Eleanor & Park by Rainbow Rowell

Eleanor & Park is Rowell’s debut YA novel and follows the story of two teenagers – you guessed it, Eleanor and Park – as they form an unexpected bond and figure out how to navigate the challenging paths of their lives while being able to experience those lives together. E&P is another book where the two lovers don’t have that love-at-first-sight moment, but instead grow to care for one another to the point where there’s no turning back without dire emotional consequence. It also heartbreakingly touches on just how difficult it can be to manage familial dysfunction when all you want to do is feel truly, deeply, and completely appreciated by another person who loves you exactly for who you are.

Confidence: The Diary of an Invisible Girl by Paige Lavoie

Another debut YA novel on this list, Paige Lavoie’s Confidence tells the story of teenager Barbara who struggles with finding her own identity and voice while questioning what she really wants not only out of herself, but a partner. She begins by obsessing over her “Dreamboat” who works in the comic shop, but eventually figures out that pushing the walls of her comfort zone to let in people who want to know the real you is the only way to find the person who deserves your time and effort – and that person will come along when you least expect it (but preferably not wearing a superhero cape to a coffee shop).

Gone Girl by Gillian Flynn

Hear me out, hear me out.

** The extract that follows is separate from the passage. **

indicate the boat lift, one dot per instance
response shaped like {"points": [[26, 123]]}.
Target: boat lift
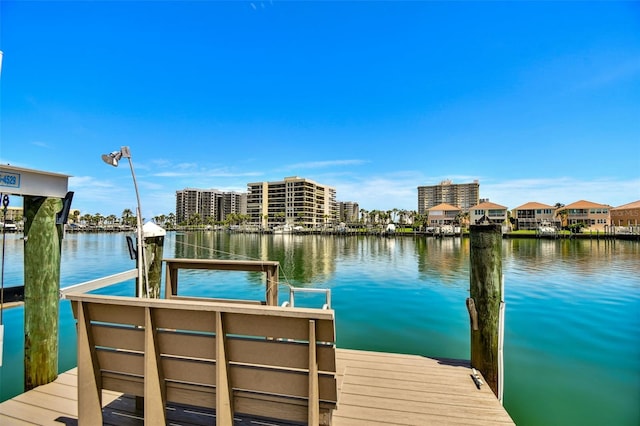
{"points": [[46, 203]]}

I mean…love can make us do some crazy things. In the case of Amy Dunne, these things maybe (OK, definitely) went a little far. But being in love starts out so exciting and all-encompassing, and Gone Girl – especially the chapters with Amy’s early diary entries – does an amazing job of chronicling in its pages how that honeymoon phase can play out in a really awful way if we aren’t careful and don’t nurture our relationships in the way they need to be nurtured. But keep in mind that before infidelity, lying, unexplained disappearance, and murder happens is probably a good place to start said nurturing.